New 'Recap' phase — turns speakers.json into a human-readable recap, leveraging
recap-relay's proven logic/prompts but calling the Spark gateway's OpenAI-compatible
/v1/chat/completions directly (same host/TLS as label-merge; Qwen3-35B). We start
from already-named speakers (label-merge), so recap-relay's speaker clustering +
name-inference are skipped entirely.
- GatewayLLMClient: /v1/chat/completions (JSON mode), model discovery via
/api/endpoints, TLS-skip reuse, 503 retry, sequential.
- RecapAnalyzer: speakers.json → numbered [N] (MM:SS) Name: text transcript →
time-windowed analyze (single window for short calls, 18min/2min overlap for long)
→ stitch/dedup topic sections → meeting extras (TLDR/decisions/action_items/
open_questions/key_quotes). Defensive JSON parsing of LLM output.
- RecapRenderer: writes transcript.md + a self-contained dark-theme recap.html
(topic sections w/ collapsible transcripts, extras panels, speaker color chips,
full timestamped speaker-attributed transcript, print styles).
- SessionController.buildRecap: best-effort after speakers.json (gated by
settings.recapEnabled); surfaces recapURL → menu 'Open recap'. Skips silently if
the gateway has no LLM. Settings toggle added.

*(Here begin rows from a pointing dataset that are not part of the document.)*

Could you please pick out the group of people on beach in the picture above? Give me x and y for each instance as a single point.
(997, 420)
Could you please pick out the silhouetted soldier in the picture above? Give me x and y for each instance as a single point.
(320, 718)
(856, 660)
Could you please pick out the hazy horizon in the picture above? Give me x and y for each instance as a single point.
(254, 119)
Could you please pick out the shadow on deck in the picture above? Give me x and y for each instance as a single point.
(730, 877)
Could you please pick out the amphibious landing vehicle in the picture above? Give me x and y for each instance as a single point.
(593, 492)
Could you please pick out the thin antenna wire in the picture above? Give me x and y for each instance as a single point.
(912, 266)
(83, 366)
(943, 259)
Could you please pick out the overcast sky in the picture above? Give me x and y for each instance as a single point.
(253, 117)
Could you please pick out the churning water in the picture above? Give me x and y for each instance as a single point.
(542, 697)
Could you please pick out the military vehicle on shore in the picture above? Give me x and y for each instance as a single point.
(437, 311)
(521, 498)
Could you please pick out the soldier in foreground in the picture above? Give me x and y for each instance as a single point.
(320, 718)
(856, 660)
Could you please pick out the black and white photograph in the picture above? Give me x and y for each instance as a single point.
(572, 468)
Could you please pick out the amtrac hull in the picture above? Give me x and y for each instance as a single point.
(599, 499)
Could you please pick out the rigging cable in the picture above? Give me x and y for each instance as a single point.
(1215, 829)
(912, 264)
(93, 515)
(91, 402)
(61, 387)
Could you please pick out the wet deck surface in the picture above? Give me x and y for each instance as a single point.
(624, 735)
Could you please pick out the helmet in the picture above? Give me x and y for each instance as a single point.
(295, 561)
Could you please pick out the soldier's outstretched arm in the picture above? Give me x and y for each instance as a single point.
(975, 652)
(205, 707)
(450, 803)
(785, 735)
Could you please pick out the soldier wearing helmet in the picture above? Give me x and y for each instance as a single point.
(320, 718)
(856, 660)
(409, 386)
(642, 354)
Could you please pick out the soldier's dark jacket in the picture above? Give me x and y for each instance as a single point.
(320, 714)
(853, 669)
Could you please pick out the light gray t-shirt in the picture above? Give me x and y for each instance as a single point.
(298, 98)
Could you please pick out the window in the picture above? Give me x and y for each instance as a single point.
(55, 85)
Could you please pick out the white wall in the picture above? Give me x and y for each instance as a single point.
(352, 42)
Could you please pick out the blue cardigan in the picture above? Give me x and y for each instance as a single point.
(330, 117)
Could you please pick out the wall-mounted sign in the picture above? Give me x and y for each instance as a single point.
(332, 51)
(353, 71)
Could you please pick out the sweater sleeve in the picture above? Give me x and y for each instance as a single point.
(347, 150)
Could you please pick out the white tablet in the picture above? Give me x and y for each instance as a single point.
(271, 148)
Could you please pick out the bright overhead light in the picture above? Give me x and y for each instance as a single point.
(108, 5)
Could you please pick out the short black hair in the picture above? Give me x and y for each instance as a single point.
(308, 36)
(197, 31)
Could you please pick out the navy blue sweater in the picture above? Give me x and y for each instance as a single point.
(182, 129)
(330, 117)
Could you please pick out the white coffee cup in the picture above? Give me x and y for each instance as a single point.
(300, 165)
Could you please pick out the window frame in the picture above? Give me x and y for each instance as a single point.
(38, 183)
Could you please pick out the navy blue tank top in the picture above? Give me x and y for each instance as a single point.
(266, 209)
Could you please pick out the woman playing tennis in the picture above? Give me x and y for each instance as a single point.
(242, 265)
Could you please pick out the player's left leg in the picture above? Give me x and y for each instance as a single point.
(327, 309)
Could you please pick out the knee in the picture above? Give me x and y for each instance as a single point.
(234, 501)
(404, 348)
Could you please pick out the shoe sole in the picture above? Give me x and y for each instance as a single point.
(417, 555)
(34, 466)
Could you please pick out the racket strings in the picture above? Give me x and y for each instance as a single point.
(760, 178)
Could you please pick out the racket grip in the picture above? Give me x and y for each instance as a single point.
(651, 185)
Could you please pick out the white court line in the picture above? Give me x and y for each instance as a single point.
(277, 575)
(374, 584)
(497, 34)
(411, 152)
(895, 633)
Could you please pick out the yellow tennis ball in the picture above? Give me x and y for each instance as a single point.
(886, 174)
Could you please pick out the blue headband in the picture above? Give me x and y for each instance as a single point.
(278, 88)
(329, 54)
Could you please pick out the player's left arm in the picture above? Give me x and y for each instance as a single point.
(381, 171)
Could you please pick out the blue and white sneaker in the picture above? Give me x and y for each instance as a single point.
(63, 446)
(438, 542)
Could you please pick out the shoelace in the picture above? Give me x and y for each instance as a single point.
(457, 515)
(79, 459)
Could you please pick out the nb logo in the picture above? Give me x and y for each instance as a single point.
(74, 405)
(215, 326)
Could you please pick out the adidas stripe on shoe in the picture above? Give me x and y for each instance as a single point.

Validated END-TO-END on the real Meet session against the live gateway: dual-channel
transcription → 3 topic sections + accurate TLDR + key quotes; 'Go Bitcoin'
correctly attributed to the remote speaker. 46/46 XCTest (10 new).
Visual capture falls back to audio-only silently, so the user couldn't tell if
it attached on a real call. SessionInfo now carries visualSegmentCount (nil =
audio-only; a count = visual ran, with that many vision-detected speaker
segments), shown in the menu as '… · N visual segments' or '… · audio-only'.
Makes the pending live-call validation unambiguous.
AudioRecorder captures system audio (ScreenCaptureKit) + mic (AVAudioEngine) on a
single serial ioQueue, one shared monotonic t0, time-driven writers (pad gaps /
trim overlaps) so tracks stay aligned, and an energy mic-VAD for 'self' spans.
AudioMixer sums the aligned tracks into mixed_mono_16k.wav. SessionController
drives a serialized start/stop state machine, writes the session folder +
self_vad.json, exposes live level meters, and finalizes on quit.
Hardening from review: ioQueue single-domain (no races), stop() never hangs
(mic-first teardown + bounded stopCapture), layout-agnostic mic deep-copy,
discard-only video output to keep SCStream alive, VAD lockstep on committed
frames, stable signing team in project.yml, single-instance enforcement.